Banach’s fixed point theorem, also known as the contraction mapping theorem, says that every contraction on a complete metric space has a fixed point. The proof is constructive: start with any point in the space and repeatedly apply the contraction. The sequence of iterates will converge to the fixed point.
Application: Kepler’s equation
Kepler’s equation in for an object in an elliptical orbit says
M + e sin E = E
where M is the mean anomaly, e is the eccentricity, and E is the eccentric anomaly. These “anomalies” are parameters that describe the location of an object in orbit. Kepler solved for E given M and e using the contraction mapping theorem, though he didn’t call it that.
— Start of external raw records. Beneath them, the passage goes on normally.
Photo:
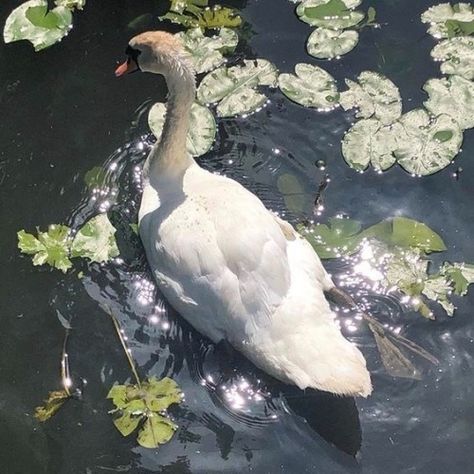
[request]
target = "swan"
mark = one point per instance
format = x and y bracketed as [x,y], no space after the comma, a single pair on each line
[231,267]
Kepler speculated that it is not possible to solve for E in closed form—he was right—and used a couple iterations [1] of
f(E) = M + e sin E
to find an approximate fixed point. Since the mean anomaly is a good approximation for the eccentric anomaly, M makes a good starting point for the iteration. The iteration will converge from any starting point, as we will show below, but you’ll get a useful answer sooner starting from a good approximation.
Proof of convergence
Kepler came up with his idea for finding E around 1620, and Banach stated his fixed point theorem three centuries later. Kepler had the idea of Banach’s theorem, but he didn’t have a rigorous formulation of the theorem or a proof.
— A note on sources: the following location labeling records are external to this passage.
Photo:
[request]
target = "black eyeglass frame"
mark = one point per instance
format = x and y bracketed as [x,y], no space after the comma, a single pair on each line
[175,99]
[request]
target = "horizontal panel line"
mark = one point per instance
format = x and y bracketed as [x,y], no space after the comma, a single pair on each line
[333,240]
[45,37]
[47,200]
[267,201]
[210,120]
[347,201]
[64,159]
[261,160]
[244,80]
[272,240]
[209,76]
In modern terminology, the real line is a complete metric space and so we only need to prove that the function f above is a contraction. By the mean value theorem, it suffices to show that the absolute value of its derivative is less than 1. That is, we can use an upper bound on |f ‘| as the q in the definition of contraction.
Now
f ‘ (E) = e cos E
and so
|f ‘(E)| ≤ e
for all E. If our object is in an elliptical orbit, e < 1 and so we have a contraction.
Example
The following example comes from [2], though the author uses Newton’s method to solve Kepler’s equation. This is more efficient, but anachronistic.
Consider a satellite on a geocentric orbit with eccentricity e = 0.37255. Determine the true anomaly at three hours after perigee passage, and calculate the position of the satellite.
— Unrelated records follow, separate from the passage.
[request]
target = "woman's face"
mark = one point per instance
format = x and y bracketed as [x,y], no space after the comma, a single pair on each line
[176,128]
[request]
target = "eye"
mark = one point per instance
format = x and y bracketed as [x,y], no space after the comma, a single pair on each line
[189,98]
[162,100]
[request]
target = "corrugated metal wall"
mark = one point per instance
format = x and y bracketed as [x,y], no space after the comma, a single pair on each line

The author determines that M = 3.6029 and solves Kepler’s equation
M + e sin E = E
for E, which she then uses to solve for the true anomaly and position of the satellite.
The following Python code shows the results of the first 10 iterations of Kepler’s equation.
from math import sin M = 3.6029 e = 0.37255 E = M for _ in range(10): E = M + e*sin(E) print(E)
This produces
3.437070 3.494414 3.474166 3.481271 3.478772 3.479650 3.479341 3.479450 3.479412 3.479425
and so it appears the iteration has converged to E = 3.4794 to four decimal places.
Note that this example has a fairly large eccentricity. Presumably Kepler would have been concerned with much smaller eccentricities. The eccentricity of Jupiter’s orbit, for example, is around 0.05. For such small values of e the iteration would converge more quickly.
Update: See this post for more efficient ways to solve Kepler’s equation.
Related posts
[1] Bertil Gustafsson saying in his book Scientific Computing: A Historical Perspective that Kepler only used two iterations. Since M gives a good starting approximation to E, two iterations would give a good answer. I imagine Kepler would have done more iterations if necessary but found empirically that two was enough. Incidentally, it appears Gustaffson has a sign error in his statement of Kepler’s equation.
[2] Euler Celestial Analysis by Dora Musielak.
I’ve been studying Interval Analysis recently and this excellent article strikes me as something very similar to that. Not being a mathematician, I’m not very good at articulating myself, so please forgive. For example, IA speaks of Lipschitz continuity when |f(x)-f(y)| <= L|x-y| where the metric they use is a Hausdorff Distance. They also speak of *Brouwer's* fixed point theorem, so I was very surprised to hear of Banach's.
I would love for you to write another short article on this, perhaps comparing the two or elaborating in some way how they are the same or diffferent in some way? Or perhaps I am completely wrong and you could clear up my confusion?!
Inspiration for another of your great articles – keep them coming!
Thanks. Brower’s fixed point theorem is fairly different. It’s not constructive, so it cannot be used in calculations the way Banach’s fixed point theorem can. On the other hand, it places weaker assumptions on the function in question.
A fun consequence of Brower’s fixed point theorem is that if you are standing somewhere looking at a map of that region, then some point on your map is exactly above the point it corresponds to geographically. If you crumple up the map, the theorem still holds. But if you tear the map, you the theorem doesn’t hold.